Perhatikan pola setiap kali Anda memotret subjek apa pun. Pola, terutama pola yang berulang, membuat sesuatu terlihat menarik dalam sebuah foto. Anda dapat menggunakan pola untuk keuntungan Anda dan membuat latar belakang dan sudut menarik yang meningkatkan tema Anda.

Saat Anda ingin mencoba sesuatu yang sedikit berbeda untuk sebuah foto, sesuaikan fokus kamera Anda ke derajat yang berbeda. Fokus pada subjek menggunakan kedalaman bidang yang lebih kecil dan sedikit mengaburkan latar belakang. Gaya ini bagus untuk potret, di mana subjeknya dekat dengan kamera. Angka f-stop yang lebih besar akan meningkatkan kedalaman bidang, membuat semua yang ada di foto, latar belakang dan latar depan menjadi fokus. Pastikan untuk menggunakan ini untuk foto lanskap Anda.

Jangan lewatkan satu bidikan karena Anda mencoba memperbaiki pengaturan. Setelah mengatakan ini, Anda juga tidak ingin menggunakan preset, yang memungkinkan kamera Anda memilih semua pengaturan untuk Anda. Jelajahi pilihan Anda dan gunakan pengaturan yang memungkinkan Anda untuk mengubah item yang ingin Anda kendalikan.

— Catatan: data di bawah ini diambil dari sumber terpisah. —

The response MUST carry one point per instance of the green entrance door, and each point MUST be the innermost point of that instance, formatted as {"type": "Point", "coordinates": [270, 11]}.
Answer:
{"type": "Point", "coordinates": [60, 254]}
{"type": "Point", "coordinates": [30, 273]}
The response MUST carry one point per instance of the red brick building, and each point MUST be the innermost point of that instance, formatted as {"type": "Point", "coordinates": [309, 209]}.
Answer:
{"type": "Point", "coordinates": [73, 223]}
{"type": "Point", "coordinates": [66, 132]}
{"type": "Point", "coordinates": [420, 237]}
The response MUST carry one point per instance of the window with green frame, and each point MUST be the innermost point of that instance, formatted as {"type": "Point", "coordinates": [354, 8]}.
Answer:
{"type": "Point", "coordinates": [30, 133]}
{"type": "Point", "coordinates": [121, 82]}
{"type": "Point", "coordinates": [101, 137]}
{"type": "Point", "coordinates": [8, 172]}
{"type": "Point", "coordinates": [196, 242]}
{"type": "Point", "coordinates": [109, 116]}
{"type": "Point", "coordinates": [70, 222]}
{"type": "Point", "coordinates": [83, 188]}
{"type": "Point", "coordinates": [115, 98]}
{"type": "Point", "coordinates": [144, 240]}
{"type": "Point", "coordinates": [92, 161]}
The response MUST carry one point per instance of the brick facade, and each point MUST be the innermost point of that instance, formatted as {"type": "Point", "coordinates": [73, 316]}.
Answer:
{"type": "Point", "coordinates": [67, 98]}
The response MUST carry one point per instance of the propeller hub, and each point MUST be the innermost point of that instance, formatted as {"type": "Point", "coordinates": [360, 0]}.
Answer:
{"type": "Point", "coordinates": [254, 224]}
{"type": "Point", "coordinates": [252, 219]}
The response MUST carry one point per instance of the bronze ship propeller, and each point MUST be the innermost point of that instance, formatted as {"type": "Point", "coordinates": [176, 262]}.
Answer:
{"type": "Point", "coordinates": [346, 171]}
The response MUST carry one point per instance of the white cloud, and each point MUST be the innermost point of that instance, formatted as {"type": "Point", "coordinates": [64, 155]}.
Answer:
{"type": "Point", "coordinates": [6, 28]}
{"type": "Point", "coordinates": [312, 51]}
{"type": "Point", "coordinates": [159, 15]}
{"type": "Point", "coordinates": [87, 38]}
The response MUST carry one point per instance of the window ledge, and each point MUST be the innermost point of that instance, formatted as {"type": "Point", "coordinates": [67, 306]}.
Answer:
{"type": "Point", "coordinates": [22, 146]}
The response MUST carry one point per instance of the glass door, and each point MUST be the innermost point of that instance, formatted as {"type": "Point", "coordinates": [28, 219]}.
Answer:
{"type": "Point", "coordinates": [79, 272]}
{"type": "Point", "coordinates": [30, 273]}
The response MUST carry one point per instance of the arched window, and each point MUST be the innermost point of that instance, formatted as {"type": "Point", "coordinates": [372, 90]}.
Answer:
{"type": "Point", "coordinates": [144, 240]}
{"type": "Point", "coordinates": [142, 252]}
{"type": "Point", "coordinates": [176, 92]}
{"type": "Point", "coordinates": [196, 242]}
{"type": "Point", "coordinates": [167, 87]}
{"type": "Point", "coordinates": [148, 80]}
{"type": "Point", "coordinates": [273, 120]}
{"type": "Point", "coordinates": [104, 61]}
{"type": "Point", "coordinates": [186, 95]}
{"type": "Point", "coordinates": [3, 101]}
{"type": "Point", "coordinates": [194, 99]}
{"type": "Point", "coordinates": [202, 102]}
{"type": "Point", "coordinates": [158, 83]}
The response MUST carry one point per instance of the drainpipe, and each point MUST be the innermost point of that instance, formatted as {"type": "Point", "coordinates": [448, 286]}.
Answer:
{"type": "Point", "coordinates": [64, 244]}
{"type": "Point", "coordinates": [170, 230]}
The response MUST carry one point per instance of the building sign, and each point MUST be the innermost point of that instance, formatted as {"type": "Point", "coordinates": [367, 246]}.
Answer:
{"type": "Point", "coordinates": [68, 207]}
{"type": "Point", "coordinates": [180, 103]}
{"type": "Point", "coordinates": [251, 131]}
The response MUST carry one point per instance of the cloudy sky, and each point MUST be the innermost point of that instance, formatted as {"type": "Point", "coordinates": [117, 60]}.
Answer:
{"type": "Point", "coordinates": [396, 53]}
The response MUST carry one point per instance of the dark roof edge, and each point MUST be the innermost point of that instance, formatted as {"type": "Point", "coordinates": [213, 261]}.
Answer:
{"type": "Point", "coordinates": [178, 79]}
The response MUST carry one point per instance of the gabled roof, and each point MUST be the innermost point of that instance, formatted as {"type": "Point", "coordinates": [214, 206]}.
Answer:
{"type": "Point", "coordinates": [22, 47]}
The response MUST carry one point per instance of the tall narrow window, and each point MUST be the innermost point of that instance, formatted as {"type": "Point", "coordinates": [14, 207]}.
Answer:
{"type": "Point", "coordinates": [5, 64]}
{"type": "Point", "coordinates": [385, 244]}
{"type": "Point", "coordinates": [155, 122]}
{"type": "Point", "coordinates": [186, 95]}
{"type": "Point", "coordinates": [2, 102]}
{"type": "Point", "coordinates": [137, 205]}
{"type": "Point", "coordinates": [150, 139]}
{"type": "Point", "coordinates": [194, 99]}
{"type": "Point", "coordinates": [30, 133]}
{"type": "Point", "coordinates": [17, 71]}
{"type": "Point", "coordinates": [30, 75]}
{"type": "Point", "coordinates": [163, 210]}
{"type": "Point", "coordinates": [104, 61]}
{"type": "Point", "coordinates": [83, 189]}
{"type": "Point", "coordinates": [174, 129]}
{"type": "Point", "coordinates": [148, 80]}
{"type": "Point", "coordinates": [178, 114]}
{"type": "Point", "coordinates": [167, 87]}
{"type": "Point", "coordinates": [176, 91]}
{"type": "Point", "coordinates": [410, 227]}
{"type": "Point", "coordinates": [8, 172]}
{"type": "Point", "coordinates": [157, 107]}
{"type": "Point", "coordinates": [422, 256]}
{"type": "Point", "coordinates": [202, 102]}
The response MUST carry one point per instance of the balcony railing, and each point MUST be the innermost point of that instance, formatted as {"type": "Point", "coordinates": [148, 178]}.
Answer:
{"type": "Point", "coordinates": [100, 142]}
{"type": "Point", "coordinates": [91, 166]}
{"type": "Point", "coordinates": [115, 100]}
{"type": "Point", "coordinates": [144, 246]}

Semakin tinggi ISO, semakin tinggi dapat dilihat, semakin terlihat; Ini mungkin tidak disukai karena dapat membuat gambar berbintik. Ini benar-benar dapat merusak bidikan Anda membutuhkan butiran.

Tingkatkan fotografi Anda dengan siluet. Tentu saja, siluet klasik menggunakan matahari terbenam sebagai latar belakang; namun, ada cara lain untuk mencapai efek yang sama. Misalnya, jika subjek tidak secerah latar belakang, ini bisa menghasilkan siluet. Memiliki siluet yang indah bisa sesederhana menempatkan flash jauh dari kamera, di belakang subjek yang Anda potret. Cahaya terang di luar jendela juga dapat menghasilkan hasil yang serupa. Ingat, teknik ini mungkin menunjukkan sudut yang tidak menarik, jadi berhati-hatilah dalam penyiapan Anda.

Buat pengeditan foto Anda sendiri! Banyak program pengeditan foto perangkat lunak sekarang ada dan tersedia. Pilih perangkat lunak yang memiliki banyak efek berbeda dan alat pengeditan yang tersedia. Bertujuan untuk menemukan program kaya fitur yang mudah digunakan dan tidak butuh waktu lama untuk mempelajarinya.

Filter adalah ekstensi fisik dari lensa yang Anda gunakan. Anda dapat memasang filter langsung ke ujung lensa Anda untuk efek tambahan. Filter yang paling umum digunakan adalah filter UV. Filter ini melindungi lensa kamera dari efek sinar matahari langsung. Ini juga dapat membantu melindungi lensa Anda jika Anda melepaskannya.